ただし私は心理学は素人なので内容の保障はできません。 (四角で囲っているところはMicrosoft Encartaからの引用になります)
それぞれの意味は異なります。 1.生理的(医学的)用語としてのカタルシス
単なる生理的な意味です。語源としてはこのようですが、今日で使われる「カタルシス」がこの意味を指すことはほとんどないでしょう。 2.精神の浄化作用としてのカタルシス 生理的な用語であったカタルシスを、精神に適用したのはアリストテレスが初めてでした。「詩学」(前330頃)の中で述べられています。 これはギリシャ悲劇の解釈のひとつとして用いられたもので、カタルシスは悲劇を見ることによってなされます。

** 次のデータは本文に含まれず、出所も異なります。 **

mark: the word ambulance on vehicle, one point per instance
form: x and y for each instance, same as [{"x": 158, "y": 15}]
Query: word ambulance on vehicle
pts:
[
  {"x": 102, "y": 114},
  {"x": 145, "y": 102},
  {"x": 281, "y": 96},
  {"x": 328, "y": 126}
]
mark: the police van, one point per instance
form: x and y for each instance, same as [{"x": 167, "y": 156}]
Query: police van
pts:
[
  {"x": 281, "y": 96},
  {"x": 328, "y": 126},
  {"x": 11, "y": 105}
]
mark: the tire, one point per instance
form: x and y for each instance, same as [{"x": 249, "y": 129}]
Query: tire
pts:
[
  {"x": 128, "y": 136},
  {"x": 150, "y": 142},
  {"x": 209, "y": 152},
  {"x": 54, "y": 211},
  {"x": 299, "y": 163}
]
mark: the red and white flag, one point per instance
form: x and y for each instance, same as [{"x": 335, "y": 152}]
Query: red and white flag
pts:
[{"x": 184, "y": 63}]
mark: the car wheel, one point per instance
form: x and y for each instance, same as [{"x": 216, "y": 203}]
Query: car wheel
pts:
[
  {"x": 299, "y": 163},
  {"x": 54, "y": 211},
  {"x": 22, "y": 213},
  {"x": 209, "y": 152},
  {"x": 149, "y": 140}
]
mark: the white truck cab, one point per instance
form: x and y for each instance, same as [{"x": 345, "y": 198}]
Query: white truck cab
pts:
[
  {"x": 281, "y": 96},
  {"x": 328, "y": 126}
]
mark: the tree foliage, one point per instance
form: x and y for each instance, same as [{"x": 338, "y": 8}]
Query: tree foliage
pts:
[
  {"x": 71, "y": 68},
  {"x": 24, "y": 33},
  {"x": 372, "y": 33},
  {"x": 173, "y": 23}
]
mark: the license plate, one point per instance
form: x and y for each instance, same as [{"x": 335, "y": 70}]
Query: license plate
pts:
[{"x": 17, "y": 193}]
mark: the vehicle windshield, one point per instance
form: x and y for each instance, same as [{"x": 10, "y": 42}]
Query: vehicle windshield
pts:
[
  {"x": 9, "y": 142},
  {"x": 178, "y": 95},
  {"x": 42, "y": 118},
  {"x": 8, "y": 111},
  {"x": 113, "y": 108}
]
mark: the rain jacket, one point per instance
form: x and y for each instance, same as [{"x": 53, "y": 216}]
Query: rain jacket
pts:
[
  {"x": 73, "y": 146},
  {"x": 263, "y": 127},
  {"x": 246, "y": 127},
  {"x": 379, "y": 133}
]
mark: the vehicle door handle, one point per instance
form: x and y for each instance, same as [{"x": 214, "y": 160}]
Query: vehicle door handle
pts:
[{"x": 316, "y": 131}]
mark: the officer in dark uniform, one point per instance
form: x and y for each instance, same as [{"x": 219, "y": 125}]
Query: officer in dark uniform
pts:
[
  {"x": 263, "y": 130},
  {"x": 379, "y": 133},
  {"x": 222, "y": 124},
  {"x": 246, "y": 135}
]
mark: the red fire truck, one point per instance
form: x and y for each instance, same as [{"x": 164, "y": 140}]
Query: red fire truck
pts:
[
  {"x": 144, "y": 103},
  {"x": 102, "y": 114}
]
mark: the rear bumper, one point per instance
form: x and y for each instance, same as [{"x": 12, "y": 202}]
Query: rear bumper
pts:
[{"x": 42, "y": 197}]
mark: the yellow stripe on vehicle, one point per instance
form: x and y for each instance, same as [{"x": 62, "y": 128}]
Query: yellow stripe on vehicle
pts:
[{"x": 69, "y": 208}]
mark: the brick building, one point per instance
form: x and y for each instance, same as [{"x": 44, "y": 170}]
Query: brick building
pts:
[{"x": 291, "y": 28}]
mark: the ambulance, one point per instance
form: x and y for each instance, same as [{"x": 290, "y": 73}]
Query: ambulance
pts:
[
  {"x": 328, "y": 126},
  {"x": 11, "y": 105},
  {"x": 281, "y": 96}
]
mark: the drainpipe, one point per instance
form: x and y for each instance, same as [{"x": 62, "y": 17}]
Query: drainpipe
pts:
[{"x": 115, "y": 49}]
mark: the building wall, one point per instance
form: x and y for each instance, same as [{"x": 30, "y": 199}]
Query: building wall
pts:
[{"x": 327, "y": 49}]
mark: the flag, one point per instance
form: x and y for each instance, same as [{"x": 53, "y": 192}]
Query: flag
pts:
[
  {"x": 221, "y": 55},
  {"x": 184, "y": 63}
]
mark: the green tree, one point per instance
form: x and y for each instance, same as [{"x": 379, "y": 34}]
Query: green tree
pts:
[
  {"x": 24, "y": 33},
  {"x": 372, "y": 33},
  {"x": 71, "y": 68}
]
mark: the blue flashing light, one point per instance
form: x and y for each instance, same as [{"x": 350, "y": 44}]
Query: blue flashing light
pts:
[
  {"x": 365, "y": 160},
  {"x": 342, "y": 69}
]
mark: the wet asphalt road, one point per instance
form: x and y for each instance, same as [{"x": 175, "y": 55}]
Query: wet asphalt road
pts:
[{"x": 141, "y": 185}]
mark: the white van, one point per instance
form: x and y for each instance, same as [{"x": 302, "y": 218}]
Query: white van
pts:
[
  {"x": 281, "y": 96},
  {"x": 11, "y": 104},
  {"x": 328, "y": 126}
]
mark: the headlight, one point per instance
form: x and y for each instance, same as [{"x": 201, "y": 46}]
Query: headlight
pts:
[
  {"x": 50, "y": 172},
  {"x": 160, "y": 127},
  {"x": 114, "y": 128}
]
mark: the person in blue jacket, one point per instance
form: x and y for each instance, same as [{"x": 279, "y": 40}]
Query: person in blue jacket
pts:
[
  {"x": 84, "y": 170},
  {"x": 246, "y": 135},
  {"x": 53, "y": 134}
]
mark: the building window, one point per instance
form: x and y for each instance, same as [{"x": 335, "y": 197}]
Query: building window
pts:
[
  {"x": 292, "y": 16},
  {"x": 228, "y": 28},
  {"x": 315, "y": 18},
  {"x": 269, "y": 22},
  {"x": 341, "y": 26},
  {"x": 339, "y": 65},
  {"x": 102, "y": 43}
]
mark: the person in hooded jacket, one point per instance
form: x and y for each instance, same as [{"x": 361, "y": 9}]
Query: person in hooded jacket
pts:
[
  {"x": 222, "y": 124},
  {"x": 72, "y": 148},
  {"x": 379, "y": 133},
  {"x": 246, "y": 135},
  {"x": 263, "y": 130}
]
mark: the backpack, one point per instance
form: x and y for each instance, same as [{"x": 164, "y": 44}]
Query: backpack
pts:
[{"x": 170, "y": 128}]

悲劇で描かれるモチーフや登場人物の悲しみや苦悩に共感することで、心の奥底の感情が揺さぶられたり涙を流したりし、その結果開放感が得られ、癒されることをカタルシスと呼んだようです。 それは楽観的な思考(明るく・楽しく)では到達できない地点であり、「物語中の悲しみや苦悩への共感」が浄化作用を呼び起こします。 3.心理治療としてのカタルシス効果
たとえば催眠法を用いて無意識下に抑圧されたものを開放し、そうすることで治癒に繋がるのがカタルシス効果。「心の奥底にあるものを出してすっきりする」ということです。 この場合、相手の話を非難せずに受容することが、不安や緊張を取り除くことに繋がり、話し手の感情の開放を促進できるので効果的です。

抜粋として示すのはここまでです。